# Get Free Tickets to RepX - Brisbane Reptile Expo 2018



## Virides (Jan 28, 2018)

We want to know how you discovered the RepX brand, and how you interact with it.

Fill in the survey - https://goo.gl/forms/daPmQg3UZQ4IxMk32

■■■ COMPETITION ■■■
WIN Tickets to RepX - Brisbane Reptile Expo 2018
Complete this short 10 question survey and fill in your entry to win*:
1 FREE FAMILY TICKET (Major Prize) or 1 of 3 SINGLE TICKETS (Runner Up Prizes)

*Details on Competition Entry page.

■■■ Who is RepX? ■■■
RepX is Australia's best reptile expo brand with its inaugural show in Brisbane on Sunday, 25th March 2018.

We are Queensland's best chance at updating old and behind the times legislation. To do this will mean being able to not just sell but also buy reptiles at shows in Queensland. But also to update all facets of the current legislation which has been desired for such a long time. So we are doing what needs to be done in order to make that a reality.

RepX will also be rolling out to all other major cities in Australia to bring up the standards of shows in line with other successful event spaces. We will also be influencing legislative change across all other states in Australia.

It's a huge task, and we are ready and willing to do something about it. We just need your help to make that a reality


----------



## Nerdhero (Jan 29, 2018)

Was chatting to a breeder at my local pet store about not being able to buy animals at shows. He said because of the wacky legislation you can't do any transactions on site but if you left the premises, it became a *private* sale and therefore legal. Basically what he told me was that if he saw something he wanted he simply met the owner in the car park or something and did the transaction there. 
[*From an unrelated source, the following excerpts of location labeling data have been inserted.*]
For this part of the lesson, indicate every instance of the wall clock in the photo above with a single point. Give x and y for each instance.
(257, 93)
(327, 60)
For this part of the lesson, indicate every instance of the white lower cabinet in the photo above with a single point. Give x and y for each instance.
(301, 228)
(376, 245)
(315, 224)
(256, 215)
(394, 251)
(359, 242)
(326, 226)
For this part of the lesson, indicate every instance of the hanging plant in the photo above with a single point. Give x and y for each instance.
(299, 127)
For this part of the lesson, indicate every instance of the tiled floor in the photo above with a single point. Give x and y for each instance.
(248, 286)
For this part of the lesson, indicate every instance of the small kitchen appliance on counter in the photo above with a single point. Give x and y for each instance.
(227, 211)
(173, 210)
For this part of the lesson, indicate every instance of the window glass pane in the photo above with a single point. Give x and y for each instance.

Wanting to get some clarification on this. Is this actually a legit and legal way to get things from shows? Or more of a loophole thats frowned upon? 
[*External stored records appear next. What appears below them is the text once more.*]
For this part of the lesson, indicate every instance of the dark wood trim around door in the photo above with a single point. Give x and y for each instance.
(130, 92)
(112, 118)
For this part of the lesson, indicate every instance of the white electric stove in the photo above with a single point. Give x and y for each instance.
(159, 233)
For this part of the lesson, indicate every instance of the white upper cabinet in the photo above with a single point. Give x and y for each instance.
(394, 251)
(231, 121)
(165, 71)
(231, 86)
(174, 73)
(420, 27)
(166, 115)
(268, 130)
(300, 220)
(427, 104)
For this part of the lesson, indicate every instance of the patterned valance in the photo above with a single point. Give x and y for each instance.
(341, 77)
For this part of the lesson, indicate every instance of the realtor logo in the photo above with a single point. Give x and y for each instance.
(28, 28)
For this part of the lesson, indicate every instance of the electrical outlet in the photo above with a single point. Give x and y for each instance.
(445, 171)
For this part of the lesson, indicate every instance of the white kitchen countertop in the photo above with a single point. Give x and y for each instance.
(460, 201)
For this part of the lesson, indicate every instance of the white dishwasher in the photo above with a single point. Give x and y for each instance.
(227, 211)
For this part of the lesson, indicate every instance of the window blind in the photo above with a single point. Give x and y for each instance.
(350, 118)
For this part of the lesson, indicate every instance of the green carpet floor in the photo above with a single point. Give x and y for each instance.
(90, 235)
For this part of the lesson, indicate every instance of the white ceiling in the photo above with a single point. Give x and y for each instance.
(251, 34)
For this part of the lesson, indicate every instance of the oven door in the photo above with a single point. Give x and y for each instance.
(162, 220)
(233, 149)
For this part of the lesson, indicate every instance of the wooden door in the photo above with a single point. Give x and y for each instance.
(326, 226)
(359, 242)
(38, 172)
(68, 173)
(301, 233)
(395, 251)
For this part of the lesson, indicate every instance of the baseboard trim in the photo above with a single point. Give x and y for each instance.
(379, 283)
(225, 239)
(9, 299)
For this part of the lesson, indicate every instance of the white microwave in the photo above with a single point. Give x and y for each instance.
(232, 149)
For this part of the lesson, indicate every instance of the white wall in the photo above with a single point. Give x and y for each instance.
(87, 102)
This Repx will be my first reptile expo, I've already bought my ticket and am eagerly counting the days. I'll be enjoying it regardless of whether I can buy animals or not but I can see why the legislation needs to be updated.


----------



## bluedragon (Jan 29, 2018)

is anyone going i cant wait to go


----------



## Murph_BTK (Jan 29, 2018)

bluedragon said:


> is anyone going i cant wait to go


Yeah I will be there for sure.. kid in a candy store type moment for it.. also I really wanna find a breeder who's is selling or breeding a Mertens water monitor [emoji4].. 

Instagram: murph_BTK


----------



## Imported_tuatara (Jan 29, 2018)

If it wasn't for me instead looking at larger parrots same Murphy, I had been looking for some hatchies for quite a few months, hopefully I can get one when they're available more.


----------



## bluedragon (Jan 29, 2018)

well i might see you there


----------



## baker (Jan 29, 2018)

Nerdhero said:


> Was chatting to a breeder at my local pet store about not being able to buy animals at shows. He said because of the wacky legislation you can't do any transactions on site but if you left the premises, it became a *private* sale and therefore legal. Basically what he told me was that if he saw something he wanted he simply met the owner in the car park or something and did the transaction there.
> 
> Wanting to get some clarification on this. Is this actually a legit and legal way to get things from shows? Or more of a loophole thats frowned upon?
> 
> This Repx will be my first reptile expo, I've already bought my ticket and am eagerly counting the days. I'll be enjoying it regardless of whether I can buy animals or not but I can see why the legislation needs to be updated.



Yes it is a loophole within the system, and no it is not frowned upon. If you find someone who you may like to purchase off of just get their details and talk to them later about what they have. Because of the legislation they can not advertise anything they have there, but talking to them you may be able to figure something out. Just don't expect it to be a same day sort of thing (could be, but don't expect it). 



bluedragon said:


> is anyone going i cant wait to go



Yep I'll be there for most of the day at the UQ herpetological society table. I will also be giving a talk at some stage during the day on crocodile movement and behaviour. 

Cheers, Cameron


----------



## Scutellatus (Jan 29, 2018)

I am hoping to be there. We should organise a meet and greet time. @baker Possibly this could be done at or near the UQ stand and everyone that hasn't already can join the UQ Herpetological Society to show their support. As a new member as of last year, I can say this was the best $5 I have ever spent.


----------



## Virides (Jan 29, 2018)

It is true that you can't advertise your animals on the day in that they are "used as promotional tools directly or by proximity". This means no branded shirts, business cards, signage, etc. The DEHP do admit that they can't control everything and that speaking to the breeder is certainly expected (they aren't banning the breeder from speaking). But you could say technically it could be done in the car park but we wouldn't condone this and rather that you organise something away from the venue and some time later after the event.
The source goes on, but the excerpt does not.